October 3rd, 2014 at 6:54 PM ^

talking about winning games this season. It's silly in terms of finding a new coach. People are greatly overplaying how unattractive our job is. It's going to be top ten in pay, with outstanding resources and facilities. Those things outweigh a lot of negatives. PSU had similar positives and infinitely greater disadvantages a few years ago. They did okay even without having to overpay.
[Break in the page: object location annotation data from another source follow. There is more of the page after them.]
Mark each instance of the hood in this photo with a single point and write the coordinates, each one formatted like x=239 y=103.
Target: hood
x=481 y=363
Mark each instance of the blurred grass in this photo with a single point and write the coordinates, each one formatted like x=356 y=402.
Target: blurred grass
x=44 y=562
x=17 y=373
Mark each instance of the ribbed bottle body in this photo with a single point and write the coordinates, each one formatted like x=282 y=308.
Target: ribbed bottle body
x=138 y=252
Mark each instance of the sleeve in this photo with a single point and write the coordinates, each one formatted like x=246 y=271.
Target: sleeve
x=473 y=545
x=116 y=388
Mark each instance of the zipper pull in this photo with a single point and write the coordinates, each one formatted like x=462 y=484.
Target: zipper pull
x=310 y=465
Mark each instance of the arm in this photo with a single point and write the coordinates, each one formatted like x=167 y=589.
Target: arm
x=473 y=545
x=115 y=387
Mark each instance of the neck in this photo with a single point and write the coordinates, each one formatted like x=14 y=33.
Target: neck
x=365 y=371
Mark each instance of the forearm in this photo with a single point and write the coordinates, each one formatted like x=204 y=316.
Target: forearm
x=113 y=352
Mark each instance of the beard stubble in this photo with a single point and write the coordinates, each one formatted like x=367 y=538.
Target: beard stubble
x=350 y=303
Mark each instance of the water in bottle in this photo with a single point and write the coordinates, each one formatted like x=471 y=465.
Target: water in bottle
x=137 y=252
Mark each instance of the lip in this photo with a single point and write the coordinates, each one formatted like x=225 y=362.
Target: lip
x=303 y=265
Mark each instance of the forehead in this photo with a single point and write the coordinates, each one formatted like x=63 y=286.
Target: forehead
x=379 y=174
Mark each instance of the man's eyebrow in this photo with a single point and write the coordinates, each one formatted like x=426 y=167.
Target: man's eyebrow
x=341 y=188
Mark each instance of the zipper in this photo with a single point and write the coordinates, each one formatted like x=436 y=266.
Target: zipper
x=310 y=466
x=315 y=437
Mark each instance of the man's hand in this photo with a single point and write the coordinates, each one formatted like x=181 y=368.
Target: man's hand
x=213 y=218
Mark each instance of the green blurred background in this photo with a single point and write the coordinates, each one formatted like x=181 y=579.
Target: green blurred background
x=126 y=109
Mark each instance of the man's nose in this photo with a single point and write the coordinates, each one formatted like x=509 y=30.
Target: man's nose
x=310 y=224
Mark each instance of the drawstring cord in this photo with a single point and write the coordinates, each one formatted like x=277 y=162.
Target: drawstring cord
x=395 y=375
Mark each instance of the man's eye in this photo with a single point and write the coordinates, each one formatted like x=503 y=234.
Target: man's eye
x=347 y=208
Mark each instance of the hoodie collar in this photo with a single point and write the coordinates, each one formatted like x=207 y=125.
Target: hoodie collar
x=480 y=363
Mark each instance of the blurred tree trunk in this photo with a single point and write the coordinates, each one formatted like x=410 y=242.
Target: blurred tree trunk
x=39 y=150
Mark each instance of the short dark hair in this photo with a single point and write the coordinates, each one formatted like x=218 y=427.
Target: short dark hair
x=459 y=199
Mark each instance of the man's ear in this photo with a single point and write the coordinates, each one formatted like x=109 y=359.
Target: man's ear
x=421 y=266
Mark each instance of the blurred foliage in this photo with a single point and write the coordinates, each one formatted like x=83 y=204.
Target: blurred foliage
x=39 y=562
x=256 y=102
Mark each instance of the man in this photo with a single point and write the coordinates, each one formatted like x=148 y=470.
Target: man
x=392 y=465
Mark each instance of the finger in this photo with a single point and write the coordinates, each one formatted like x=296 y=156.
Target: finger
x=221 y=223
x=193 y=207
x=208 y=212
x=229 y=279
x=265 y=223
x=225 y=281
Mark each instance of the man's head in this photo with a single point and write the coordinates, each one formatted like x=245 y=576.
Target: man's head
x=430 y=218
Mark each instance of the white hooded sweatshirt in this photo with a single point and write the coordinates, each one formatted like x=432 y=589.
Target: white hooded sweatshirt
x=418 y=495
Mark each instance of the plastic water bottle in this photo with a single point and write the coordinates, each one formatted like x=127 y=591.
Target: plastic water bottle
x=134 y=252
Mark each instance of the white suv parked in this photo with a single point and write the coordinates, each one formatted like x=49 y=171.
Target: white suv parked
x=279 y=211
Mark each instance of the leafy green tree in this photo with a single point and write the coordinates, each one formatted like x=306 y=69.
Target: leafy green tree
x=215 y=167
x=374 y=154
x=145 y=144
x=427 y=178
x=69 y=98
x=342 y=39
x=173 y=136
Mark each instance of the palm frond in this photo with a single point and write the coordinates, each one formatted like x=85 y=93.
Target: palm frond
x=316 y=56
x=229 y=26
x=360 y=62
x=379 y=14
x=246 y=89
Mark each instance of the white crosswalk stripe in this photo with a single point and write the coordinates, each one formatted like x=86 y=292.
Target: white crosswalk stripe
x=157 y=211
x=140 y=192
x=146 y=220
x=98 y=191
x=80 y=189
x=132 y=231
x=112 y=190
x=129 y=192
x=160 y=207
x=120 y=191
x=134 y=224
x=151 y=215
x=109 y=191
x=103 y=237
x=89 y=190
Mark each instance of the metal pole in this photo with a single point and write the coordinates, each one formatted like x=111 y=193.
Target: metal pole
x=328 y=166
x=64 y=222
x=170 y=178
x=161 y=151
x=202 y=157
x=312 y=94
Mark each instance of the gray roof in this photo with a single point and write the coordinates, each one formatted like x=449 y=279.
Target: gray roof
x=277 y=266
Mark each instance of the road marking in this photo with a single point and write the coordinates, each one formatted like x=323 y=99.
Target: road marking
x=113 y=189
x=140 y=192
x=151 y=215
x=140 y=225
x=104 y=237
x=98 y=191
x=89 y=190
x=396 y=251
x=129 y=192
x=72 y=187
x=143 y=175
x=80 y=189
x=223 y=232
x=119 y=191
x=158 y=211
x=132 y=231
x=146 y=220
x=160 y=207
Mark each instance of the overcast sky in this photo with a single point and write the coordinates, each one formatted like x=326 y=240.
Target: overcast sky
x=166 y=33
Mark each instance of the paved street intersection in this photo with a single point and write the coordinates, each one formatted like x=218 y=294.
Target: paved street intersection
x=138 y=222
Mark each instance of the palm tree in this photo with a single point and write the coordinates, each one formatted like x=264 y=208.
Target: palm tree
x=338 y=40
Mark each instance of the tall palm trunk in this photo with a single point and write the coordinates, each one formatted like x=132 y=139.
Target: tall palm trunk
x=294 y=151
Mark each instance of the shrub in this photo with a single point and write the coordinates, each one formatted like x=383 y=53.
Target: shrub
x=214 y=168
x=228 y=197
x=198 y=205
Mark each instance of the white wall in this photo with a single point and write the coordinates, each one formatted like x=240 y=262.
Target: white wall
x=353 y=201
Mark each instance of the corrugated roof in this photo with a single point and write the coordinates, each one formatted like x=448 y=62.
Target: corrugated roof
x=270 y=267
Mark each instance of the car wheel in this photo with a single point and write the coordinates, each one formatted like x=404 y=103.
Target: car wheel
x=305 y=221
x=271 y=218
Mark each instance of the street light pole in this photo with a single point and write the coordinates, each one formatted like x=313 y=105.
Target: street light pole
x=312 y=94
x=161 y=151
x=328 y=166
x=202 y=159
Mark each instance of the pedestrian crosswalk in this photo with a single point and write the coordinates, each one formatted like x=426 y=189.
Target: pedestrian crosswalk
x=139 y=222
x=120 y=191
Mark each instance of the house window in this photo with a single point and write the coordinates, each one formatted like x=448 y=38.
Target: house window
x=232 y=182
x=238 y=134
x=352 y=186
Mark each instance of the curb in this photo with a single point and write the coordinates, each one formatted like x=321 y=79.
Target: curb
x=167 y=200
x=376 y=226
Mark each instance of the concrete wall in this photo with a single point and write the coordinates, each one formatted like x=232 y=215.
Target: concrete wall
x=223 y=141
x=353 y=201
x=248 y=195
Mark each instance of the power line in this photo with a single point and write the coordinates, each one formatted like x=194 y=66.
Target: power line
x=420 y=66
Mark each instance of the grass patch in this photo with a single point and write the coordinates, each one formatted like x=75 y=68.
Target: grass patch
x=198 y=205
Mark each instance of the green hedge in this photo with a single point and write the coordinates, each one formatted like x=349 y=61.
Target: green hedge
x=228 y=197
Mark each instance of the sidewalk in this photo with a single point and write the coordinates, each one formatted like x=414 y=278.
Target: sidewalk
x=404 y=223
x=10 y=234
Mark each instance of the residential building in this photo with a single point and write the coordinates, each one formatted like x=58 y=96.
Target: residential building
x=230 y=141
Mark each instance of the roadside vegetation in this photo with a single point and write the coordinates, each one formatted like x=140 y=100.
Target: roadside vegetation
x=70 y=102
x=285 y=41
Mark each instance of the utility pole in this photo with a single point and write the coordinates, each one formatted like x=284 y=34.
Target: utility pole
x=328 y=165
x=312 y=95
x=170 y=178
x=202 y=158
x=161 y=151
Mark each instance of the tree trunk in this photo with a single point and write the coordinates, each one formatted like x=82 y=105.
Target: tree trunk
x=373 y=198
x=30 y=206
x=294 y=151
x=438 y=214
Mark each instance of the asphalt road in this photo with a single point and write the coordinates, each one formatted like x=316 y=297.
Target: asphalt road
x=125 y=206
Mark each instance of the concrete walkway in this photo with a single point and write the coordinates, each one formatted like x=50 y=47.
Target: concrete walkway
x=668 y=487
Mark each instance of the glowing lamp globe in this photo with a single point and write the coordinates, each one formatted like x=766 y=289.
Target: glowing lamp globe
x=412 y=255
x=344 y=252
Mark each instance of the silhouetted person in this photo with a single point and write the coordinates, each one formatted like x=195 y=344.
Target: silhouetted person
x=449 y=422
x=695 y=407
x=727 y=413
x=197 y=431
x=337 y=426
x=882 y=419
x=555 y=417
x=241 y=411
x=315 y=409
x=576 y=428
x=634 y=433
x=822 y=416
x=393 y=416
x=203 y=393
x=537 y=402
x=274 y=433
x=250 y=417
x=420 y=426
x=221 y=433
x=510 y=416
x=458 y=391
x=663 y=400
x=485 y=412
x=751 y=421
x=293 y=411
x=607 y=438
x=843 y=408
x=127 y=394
Not only are Frost's credentials skimpy, I dislike the idea of hiring anyone whose dream job is another team in our conference. Calvin McGee would be a better candidate. Not that I think he should be on anyone's lists either.

 

 

 

not TOM BRADY

October 3rd, 2014 at 6:09 PM ^

Just give me a coach that can lead, have a team prepared to play and gets the most out of his players he recruits. If that happens any system they run will work, and all the assistants will look smart. 

bklein09

October 3rd, 2014 at 6:45 PM ^

Yep, they are spoiled rotten. I have lived in Oregon since 2010 and they are insufferable for the most part. They all seem to have forgotten that they were HORRIBLE for most of their history. Even in the early 2000s they were average most years.

But their rapid success has gone to their heads and now they are all shocked and outraged wen they don't score 60+ and win by 3 TDs. I tell duck fans I know to enjoy it while they can because that level of success is hard to achieve but even harder to maintain. Needless to say I was not sad when RR took them down last night.